3091 sayılı Kanuna göre başvuru, görevli birim, soruşturma ve kararın infazı gibi usulü yöntemlerden kısaca söz etmek yararlıdır:

* İlgili 15’inci madde: “Mahkeme kararıyla kendisine teslim edilmeksizin aynı taşınmaz mala ikinci defa yapılan tecavüz veya müdahale, ister tecavüz ve müdahalesi önceden önlenen kimse tarafından, isterse başkaları tarafından birinci mütecaviz yararına ilk defa yapılmış olsun, fiil daha ağır bir cezayı gerektiren ayrı bir suç teşkil etmediği takdirde, bu suçu işleyenler hakkında;

a) Taşınmaz mal, kamu kurum ve kuruluşlarına ait bulunuyorsa veya devletin hüküm ve tasarrufu altında bulunan sahipsiz veya umumun menfaatine ait yerlerden ise altı aydan iki yıla kadar; şayet taşınmaz mal diğer tüzel kişilere veya gerçek kişilere ait ise üç aydan bir yıla kadar hapis cezasına hükmolunur.

b) Tecavüz veya müdahale silahlı bir kişi veya silahsız olsalar dahi birden fazla kişiler tarafından yapıldığı takdirde (a) bendindeki cezalar bir kat arttırılarak hükmolunur.

c) Tecavüz veya müdahale taşınmaz malı aralarında paylaşmak veya ortaklaşa kullanmak amacıyla iki veya daha fazla kişinin birleşmesiyle (b) bendi ile arttırılan ceza ayrıca üçte bir oranında arttırılır. Bu amaçla birleşen kişilerden en az birisinin silahlı olması halinde ise (b) bendi ile arttırılan ceza ayrıca yarı oranında arttırılarak hükmolunur.”

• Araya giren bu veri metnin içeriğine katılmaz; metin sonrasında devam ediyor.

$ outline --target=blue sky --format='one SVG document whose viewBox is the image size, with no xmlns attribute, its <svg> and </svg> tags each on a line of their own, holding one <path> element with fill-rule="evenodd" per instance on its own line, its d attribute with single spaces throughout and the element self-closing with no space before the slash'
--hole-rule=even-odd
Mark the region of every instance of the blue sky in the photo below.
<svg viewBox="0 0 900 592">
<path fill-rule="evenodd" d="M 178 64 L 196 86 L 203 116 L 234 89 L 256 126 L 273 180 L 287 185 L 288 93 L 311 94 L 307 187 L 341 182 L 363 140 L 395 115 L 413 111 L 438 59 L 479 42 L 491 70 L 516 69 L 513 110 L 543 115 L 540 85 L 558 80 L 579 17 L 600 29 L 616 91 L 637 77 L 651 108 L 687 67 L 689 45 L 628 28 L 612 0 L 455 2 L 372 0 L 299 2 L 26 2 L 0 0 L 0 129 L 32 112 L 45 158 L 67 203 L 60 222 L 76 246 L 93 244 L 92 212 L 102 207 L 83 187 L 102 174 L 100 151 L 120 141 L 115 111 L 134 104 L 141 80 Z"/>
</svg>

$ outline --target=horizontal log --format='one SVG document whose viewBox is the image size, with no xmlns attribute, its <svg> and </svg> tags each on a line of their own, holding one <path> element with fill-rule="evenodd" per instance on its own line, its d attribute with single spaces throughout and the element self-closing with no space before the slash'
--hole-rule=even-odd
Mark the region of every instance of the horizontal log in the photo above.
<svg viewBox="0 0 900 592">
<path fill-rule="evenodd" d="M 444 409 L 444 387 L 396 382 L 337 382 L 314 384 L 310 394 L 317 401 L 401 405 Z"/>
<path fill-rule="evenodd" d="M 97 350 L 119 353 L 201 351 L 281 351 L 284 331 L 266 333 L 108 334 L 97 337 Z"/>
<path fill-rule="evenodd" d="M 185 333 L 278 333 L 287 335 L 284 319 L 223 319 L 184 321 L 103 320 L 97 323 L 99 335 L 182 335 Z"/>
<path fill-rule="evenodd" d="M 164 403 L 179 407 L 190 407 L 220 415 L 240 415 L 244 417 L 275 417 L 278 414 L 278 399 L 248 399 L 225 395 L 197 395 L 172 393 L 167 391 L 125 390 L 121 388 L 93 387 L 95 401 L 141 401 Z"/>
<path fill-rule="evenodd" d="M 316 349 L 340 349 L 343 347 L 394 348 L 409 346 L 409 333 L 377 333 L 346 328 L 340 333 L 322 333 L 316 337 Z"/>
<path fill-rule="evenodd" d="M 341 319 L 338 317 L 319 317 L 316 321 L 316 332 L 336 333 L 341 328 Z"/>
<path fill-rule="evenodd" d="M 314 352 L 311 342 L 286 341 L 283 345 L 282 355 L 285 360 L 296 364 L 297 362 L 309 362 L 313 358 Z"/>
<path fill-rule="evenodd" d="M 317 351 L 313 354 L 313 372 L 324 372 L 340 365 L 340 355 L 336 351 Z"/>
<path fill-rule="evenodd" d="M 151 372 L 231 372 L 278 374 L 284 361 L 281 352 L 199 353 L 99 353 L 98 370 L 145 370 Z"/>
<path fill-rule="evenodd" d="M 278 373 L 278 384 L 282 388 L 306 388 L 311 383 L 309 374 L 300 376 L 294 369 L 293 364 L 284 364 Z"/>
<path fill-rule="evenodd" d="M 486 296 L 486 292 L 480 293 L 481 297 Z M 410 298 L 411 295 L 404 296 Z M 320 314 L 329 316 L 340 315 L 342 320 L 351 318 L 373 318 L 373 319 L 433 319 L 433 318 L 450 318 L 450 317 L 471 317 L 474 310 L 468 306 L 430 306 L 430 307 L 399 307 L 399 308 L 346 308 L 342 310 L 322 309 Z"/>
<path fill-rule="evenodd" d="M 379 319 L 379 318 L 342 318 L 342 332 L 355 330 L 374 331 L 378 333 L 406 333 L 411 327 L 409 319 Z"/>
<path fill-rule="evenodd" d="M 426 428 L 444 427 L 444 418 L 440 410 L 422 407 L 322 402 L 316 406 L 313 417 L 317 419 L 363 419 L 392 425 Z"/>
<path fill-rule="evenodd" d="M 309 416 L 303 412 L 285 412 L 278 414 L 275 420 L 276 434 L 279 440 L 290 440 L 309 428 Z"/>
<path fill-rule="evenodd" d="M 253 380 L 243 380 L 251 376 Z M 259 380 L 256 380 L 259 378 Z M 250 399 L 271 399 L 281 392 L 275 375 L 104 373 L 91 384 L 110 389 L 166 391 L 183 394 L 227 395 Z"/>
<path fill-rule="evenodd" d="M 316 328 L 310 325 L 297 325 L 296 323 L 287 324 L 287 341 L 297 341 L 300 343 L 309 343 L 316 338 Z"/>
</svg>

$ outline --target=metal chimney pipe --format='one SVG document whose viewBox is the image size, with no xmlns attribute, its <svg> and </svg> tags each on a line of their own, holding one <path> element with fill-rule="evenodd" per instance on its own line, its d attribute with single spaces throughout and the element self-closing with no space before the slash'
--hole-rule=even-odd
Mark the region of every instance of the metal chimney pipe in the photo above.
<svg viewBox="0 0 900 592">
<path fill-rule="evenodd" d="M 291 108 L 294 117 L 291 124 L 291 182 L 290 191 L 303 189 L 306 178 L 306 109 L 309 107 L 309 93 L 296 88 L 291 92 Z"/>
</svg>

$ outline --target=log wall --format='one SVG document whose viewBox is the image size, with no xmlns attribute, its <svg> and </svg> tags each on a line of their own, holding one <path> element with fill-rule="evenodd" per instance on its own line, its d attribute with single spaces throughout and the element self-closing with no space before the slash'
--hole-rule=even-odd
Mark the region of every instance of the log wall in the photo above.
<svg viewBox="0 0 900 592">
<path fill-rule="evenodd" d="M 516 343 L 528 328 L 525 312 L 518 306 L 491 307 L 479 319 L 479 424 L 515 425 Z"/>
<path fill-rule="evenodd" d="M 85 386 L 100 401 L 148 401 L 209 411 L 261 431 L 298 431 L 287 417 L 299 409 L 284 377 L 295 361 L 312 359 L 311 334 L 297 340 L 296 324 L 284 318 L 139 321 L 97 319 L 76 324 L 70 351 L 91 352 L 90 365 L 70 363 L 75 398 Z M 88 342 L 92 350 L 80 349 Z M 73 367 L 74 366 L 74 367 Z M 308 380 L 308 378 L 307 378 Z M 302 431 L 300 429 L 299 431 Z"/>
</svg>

* Yasanın amacı: Taşınmazlara yapılan tecavüz ve müdahalelerin idari makamlar tarafından önlenmesi suretiyle tasarrufa ilişkin güvenliği ve kamu düzenini sağlamak Yasanın amacıdır. Bu Yasaya göre verilen kararlar “mülkiyet” yönünden bir hak sağlamaz, yalnızca zabıta tedbiri mahiyetinde olup, zilyetliği korur. Bu nedenle “mülkiyet” uyuşmazlığı TMK veya özel yasalar kapsamında hukuk mahkemelerince çözümlenir.

* Konu: Zilyetliğin korunmasına yönelik bu olanak, yalnızca taşınmazlara vaki gasp ya da tecavüz halinde uygulanır. Kıyas yoluyla da olsa, taşınır mallar için uygulanamaz.